Felipe - Sobre "nasceram nesse mundo", só quer dizer, que na arte, às vezes as pessoas (inclusive intelectuais) tendem a achar que é um mundo separado. O que determina a arte são os meios materiais para a produção da arte. Então relativamente, o The Force do Paraguai é qualitativamente muito mais bem elaborado do que o Bonded By Blood dos EUA, porque a falta de condição material-financeira latino-americana para se produzir música impõe que se elabore muito mais o que está se fazendo do que quem tem um estúdio enorme e uma gravadora bancando.



RxTx - Você acha que alguns grupos dentro do underground metal/punk tem conseguido articular algumas micro resistências? 
Felipe - Acho que bandas como Violator, D.E.R. e Defy têm ajudado a elevar o grau de consciência sobre as coisas.
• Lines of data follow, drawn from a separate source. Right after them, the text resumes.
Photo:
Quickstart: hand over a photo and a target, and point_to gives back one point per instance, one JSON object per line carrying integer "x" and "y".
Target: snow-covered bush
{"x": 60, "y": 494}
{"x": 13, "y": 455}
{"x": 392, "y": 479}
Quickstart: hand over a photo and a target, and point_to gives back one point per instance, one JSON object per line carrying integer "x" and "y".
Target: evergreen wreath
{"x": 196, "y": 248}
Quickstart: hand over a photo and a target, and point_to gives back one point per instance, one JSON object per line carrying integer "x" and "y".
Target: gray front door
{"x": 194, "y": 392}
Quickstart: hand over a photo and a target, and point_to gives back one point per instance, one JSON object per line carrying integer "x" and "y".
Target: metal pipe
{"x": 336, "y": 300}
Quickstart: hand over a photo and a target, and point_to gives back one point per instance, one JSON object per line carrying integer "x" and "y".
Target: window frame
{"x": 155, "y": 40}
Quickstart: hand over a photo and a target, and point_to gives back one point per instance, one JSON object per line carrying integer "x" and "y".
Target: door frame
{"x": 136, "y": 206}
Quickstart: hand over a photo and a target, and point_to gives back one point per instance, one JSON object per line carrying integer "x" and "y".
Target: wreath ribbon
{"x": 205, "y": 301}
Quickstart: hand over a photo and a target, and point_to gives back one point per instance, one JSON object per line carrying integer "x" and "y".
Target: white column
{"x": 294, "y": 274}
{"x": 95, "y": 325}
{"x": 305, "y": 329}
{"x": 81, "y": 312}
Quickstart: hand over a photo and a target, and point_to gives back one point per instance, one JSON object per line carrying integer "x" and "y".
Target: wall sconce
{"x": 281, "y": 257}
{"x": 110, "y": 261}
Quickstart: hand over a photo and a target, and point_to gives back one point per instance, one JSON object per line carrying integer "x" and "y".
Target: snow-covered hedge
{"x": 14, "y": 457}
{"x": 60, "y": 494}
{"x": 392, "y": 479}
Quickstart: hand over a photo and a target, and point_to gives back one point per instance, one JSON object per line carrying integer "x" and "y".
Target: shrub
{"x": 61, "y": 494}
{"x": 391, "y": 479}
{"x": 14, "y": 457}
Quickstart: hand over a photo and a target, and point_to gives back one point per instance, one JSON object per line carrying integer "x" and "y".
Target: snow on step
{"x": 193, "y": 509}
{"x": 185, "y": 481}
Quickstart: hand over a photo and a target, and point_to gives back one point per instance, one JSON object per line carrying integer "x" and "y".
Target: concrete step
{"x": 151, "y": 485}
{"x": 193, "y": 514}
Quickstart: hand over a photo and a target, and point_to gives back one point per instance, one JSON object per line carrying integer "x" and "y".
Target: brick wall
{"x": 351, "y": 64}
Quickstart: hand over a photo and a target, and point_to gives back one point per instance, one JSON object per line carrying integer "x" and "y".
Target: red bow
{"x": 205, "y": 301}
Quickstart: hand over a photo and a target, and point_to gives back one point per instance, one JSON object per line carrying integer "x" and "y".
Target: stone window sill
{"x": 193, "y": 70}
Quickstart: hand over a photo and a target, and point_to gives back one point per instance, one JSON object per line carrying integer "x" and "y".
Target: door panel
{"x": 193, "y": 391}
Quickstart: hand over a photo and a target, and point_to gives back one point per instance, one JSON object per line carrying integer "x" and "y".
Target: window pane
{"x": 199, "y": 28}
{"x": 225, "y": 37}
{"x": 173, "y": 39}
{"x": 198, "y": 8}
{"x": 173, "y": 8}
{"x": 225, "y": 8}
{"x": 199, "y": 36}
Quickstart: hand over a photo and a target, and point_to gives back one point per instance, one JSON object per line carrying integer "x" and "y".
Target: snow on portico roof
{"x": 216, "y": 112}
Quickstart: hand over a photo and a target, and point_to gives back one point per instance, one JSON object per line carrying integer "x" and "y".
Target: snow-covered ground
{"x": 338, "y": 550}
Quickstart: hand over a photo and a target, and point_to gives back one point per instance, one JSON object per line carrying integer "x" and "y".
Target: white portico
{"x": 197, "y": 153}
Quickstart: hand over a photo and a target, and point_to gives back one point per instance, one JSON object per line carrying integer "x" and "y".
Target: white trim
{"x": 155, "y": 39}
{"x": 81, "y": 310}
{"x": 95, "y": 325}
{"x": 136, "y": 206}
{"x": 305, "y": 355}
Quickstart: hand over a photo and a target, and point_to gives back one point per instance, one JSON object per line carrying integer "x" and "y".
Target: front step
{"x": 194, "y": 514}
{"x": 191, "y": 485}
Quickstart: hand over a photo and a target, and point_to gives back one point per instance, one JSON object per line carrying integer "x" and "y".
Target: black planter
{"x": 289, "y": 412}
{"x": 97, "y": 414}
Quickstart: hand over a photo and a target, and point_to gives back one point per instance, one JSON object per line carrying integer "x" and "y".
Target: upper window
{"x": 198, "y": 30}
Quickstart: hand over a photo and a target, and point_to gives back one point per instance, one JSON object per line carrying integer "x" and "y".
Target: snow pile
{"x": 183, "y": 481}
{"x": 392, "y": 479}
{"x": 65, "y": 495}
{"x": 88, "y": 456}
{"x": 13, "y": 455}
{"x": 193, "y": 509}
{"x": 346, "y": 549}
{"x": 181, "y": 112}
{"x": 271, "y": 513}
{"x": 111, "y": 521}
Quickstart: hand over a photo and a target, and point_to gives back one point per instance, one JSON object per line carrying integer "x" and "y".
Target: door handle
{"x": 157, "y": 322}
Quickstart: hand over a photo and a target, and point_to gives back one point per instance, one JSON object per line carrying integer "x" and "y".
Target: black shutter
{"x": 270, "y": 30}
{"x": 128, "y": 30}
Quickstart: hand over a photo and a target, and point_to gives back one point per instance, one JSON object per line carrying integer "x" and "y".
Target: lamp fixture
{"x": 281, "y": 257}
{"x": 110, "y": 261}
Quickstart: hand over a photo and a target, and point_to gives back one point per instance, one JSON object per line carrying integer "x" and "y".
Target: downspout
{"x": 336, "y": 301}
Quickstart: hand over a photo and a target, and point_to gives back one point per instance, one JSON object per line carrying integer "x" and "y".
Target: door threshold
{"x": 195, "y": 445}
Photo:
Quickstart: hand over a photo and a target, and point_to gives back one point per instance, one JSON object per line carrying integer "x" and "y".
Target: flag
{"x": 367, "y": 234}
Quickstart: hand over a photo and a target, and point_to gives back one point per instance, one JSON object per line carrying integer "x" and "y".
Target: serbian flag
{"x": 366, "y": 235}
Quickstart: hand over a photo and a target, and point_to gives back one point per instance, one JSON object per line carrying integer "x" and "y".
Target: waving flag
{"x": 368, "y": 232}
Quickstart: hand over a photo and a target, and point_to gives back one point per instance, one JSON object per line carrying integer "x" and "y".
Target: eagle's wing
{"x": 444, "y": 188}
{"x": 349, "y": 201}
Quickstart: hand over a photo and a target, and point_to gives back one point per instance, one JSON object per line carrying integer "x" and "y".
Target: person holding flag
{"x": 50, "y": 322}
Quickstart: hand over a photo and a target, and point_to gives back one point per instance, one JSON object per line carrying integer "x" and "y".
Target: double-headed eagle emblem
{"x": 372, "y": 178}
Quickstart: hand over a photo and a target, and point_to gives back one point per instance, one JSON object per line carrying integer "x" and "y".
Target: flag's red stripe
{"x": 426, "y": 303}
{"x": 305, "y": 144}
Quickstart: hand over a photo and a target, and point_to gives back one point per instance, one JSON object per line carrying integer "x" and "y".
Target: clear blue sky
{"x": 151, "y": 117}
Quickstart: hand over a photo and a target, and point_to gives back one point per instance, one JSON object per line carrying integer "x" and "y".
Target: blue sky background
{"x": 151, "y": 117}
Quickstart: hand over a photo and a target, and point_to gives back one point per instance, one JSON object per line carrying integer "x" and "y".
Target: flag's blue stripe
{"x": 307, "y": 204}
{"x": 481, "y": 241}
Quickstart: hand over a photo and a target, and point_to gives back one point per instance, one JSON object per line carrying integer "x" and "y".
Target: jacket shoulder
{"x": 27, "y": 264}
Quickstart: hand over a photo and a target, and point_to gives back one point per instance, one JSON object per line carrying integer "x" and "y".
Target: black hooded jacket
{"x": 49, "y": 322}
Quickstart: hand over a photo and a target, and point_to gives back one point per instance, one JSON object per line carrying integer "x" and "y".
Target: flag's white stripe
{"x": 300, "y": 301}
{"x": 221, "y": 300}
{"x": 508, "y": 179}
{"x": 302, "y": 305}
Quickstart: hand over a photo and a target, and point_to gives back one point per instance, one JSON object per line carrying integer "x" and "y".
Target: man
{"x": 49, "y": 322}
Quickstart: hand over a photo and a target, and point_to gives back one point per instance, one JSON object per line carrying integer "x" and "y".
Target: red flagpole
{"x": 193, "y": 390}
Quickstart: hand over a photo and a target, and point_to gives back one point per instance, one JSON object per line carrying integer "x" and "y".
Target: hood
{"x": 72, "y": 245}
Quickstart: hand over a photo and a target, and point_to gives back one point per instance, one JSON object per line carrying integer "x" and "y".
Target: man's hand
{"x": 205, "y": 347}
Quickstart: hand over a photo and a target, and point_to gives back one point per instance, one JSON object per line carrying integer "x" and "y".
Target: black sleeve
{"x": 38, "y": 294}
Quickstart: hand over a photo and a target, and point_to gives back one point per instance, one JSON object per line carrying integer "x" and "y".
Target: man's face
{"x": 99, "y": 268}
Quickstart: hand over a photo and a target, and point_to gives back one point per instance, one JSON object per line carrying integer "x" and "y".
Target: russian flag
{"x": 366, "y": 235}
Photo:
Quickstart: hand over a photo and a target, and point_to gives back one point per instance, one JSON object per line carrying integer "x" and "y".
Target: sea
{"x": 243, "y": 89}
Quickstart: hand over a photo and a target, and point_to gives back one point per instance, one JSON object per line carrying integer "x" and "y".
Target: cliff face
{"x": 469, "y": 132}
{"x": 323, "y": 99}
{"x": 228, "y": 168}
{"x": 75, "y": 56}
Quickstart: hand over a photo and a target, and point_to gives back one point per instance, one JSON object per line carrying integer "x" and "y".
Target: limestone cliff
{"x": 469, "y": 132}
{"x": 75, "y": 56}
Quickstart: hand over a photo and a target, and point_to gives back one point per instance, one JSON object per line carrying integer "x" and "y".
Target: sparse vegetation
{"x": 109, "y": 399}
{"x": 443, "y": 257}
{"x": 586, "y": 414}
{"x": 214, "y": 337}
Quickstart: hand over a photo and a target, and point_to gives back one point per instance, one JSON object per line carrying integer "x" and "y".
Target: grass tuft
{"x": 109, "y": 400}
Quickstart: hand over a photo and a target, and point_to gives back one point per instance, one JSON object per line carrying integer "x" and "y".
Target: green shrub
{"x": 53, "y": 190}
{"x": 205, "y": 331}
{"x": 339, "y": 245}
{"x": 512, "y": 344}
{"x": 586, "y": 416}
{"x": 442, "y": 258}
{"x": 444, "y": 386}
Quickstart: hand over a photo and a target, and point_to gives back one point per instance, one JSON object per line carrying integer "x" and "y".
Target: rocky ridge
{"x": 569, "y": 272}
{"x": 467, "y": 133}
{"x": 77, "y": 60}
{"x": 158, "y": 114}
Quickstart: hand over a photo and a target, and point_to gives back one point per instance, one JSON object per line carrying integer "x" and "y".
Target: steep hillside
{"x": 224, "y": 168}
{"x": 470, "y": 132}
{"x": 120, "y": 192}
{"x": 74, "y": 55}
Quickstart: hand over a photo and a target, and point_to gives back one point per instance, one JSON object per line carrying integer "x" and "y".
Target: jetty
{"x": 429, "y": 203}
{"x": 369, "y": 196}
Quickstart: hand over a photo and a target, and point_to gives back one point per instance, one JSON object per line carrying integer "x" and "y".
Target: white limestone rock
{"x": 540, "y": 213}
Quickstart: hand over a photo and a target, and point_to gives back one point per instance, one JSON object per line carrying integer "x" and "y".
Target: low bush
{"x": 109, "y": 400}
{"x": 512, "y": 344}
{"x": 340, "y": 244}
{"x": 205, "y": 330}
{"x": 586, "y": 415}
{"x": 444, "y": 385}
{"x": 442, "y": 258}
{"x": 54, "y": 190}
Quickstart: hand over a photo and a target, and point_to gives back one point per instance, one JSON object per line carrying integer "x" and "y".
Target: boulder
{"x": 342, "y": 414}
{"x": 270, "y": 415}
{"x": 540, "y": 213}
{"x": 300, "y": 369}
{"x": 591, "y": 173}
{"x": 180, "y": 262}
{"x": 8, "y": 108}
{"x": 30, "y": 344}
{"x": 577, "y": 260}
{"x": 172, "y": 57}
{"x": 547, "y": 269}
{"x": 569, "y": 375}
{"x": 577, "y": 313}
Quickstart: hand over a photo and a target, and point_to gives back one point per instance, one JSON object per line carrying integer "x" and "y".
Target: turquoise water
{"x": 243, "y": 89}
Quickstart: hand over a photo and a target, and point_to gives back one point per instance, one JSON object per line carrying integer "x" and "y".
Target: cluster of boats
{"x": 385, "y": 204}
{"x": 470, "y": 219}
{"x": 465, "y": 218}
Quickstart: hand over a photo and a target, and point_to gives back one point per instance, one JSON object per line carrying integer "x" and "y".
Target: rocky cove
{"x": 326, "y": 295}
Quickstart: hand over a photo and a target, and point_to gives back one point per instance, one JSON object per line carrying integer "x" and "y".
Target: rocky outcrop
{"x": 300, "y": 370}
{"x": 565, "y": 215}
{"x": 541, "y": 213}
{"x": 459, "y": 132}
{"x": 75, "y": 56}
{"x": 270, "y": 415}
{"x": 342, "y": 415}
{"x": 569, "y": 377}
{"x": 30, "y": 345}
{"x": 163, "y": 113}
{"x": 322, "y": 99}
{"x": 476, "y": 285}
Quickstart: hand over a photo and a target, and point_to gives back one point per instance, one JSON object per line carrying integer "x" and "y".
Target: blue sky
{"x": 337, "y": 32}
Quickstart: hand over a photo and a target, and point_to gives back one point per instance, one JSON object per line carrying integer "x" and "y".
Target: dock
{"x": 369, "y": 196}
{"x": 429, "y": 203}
Pode notar que as três atingem os objetivos de cada "estilo" muito bem. A galera sabe o que tá fazendo. Não acham que são diferentes porque tocam thrash-grind-crust. São diferentes porque sabem que não é roupa, nem cabelo que vai fazer a pessoa ser diferente. Creio que ajuda sim a criar um setor de resistência. Ainda que bem pequeno, porque não são músicas que atingem as "massas", mas ajudam a organizar um setor jovem, moraliza bastante sobretudo, a juventude. Mas ainda acho que o embate poderia ser maior, e aí que entraria o papel de auto organizar em fóruns pelo menos - porque as denúncias dentro do "underground" ainda tem caráter muito grande de insatisfação individual, e tendem a achar que denúncias de nazismo, fascismo, machismo, homofobia, dividem o underground. Inclusive com discursinho de direita, que sempre vai dizer que é "patrulha ideológica" como ouvi certa vez de um "colega" que dizia coisas racistas/machistas/homofóbicas em fóruns do antigo orkut. Tá vendo como faz falta a auto-organização?


RxTx - Amigo, obrigado mais uma vez, faça suas considerações finais!

Penso que a gente tenha que caminhar do famoso "do it yourself" para um "do it ourselves, together, as working class".